Se puede afirmar que, si bien el cine encierra la idea de imágenes en movimiento, la danza representa una cierta racionalización del cambio. En los dos ámbitos, como se puede comprobar, confluyen la concepción de un arte donde se relacionan el movimiento en el espacio y la sucesión de imágenes por parte de quien observa tras el objetivo. La danza se convierte en cine porque existe una forma que observa el dinamismo de los cuerpos, cualquiera, en este caso la presencia de una cámara que filma. A su vez, el medio tiene su lenguaje propio que desarrolla a lo largo de su corta existencia. Por eso, los diferentes soportes se vuelven imprescindibles para desarrollar una técnica adecuada y, en definitiva, una concepción del mundo igual de ilimitada que la de otro medio artístico. Si este es el mecanismo, los contenidos que proporciona el mundo no poseen medida. Pero parece interesante citar algunos ejemplos en el cine, donde se deduce que se regresa a una concepción vanguardista y enormemente poética, y donde el montaje adquiere vital importancia. Dichos ejemplos son las películas Koyaanisqatsi, Powaqqatsi, Naqoyqatsi, Anima Mundi, Atlantis y Baraka, a las que he hecho referencia más arriba.
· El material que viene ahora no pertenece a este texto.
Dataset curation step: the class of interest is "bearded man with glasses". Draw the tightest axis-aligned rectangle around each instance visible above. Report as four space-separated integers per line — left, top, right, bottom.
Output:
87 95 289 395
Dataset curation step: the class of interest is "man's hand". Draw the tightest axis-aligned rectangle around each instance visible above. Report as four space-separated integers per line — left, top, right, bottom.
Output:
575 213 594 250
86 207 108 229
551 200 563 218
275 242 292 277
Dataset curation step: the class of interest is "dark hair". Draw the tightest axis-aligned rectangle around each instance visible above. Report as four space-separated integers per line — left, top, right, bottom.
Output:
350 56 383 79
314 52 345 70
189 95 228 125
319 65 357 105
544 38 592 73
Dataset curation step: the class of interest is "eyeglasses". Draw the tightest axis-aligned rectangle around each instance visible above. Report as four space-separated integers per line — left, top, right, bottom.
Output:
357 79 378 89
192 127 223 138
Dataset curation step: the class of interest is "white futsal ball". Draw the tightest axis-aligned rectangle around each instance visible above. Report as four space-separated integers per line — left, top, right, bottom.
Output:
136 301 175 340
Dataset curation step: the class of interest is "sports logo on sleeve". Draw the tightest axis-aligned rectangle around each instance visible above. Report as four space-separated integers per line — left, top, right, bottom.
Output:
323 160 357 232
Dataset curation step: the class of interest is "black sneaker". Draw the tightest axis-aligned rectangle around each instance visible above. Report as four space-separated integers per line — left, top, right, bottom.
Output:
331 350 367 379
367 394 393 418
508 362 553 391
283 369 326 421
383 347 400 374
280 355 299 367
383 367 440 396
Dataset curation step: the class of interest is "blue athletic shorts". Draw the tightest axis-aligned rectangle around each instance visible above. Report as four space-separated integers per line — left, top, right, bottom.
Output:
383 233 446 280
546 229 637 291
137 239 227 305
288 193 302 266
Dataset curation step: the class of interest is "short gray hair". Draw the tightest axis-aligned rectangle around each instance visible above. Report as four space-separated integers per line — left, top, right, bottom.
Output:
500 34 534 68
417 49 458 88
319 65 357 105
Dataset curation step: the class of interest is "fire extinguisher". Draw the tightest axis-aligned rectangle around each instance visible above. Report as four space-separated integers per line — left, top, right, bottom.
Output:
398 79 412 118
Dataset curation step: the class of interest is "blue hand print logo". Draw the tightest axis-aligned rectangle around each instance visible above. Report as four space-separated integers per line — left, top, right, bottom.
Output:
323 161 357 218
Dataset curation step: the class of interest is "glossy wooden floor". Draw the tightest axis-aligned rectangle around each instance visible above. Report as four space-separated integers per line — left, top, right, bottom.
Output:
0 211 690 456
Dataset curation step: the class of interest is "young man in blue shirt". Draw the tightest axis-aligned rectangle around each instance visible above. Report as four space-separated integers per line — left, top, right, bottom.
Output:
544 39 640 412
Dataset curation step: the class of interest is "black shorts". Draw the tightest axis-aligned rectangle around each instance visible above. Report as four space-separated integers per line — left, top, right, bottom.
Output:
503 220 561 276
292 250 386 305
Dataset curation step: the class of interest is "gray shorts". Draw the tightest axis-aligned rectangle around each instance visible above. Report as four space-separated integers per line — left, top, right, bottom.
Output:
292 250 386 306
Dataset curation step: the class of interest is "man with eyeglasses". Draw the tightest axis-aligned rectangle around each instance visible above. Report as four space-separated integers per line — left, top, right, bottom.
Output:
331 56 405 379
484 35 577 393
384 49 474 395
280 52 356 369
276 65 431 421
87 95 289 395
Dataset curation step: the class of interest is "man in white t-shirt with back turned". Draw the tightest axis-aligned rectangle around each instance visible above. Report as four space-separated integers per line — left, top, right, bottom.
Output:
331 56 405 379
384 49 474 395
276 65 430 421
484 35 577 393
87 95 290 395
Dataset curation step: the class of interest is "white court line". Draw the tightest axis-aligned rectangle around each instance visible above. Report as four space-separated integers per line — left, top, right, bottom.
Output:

Si bien en Koyaanisqatsi, Powaqqatsi, Naqoyqatsi y Baraka se representan todos los procesos realizados por el ser humano para adaptarse y comprender el cambio en sus diversas manifestaciones («vida desequilibrada», «vida bruja» y «vida asesina», en hopi las tres primeras; y «esencia de vida» en sufí la última); en Anima mundi y Atlantis se centra la atención en los mundos animal y vegetal, en términos amplios, en sus diferentes ámbitos terrestres, marinos, aéreos. Se unifican, por tanto, la imagen y el movimiento natural, junto a la música de Philip Glass (Koyaanisqatsi, Powaqqatsi, Naqoyqatsi y Anima mundi), Eric Serra (Atlantis), Michael Stearns, Dead Can Dance, David Hykes, The Harmonic Choir, Somei Satoh, Anugama y Sebastiano, Kohachiro Miyata Inkuyo y L. Subramaniam (Baraka). Estos filmes relacionan, entre otras cosas, de manera expresa, temas como la violencia, la transformación del planeta o las consecuencias de las guerras contemporáneas, y coinciden en la pasión por el cambio y la vida, por una concepción autónoma que reconstruye, como digo, la imagen del mundo a través de su movimiento esencial y natural.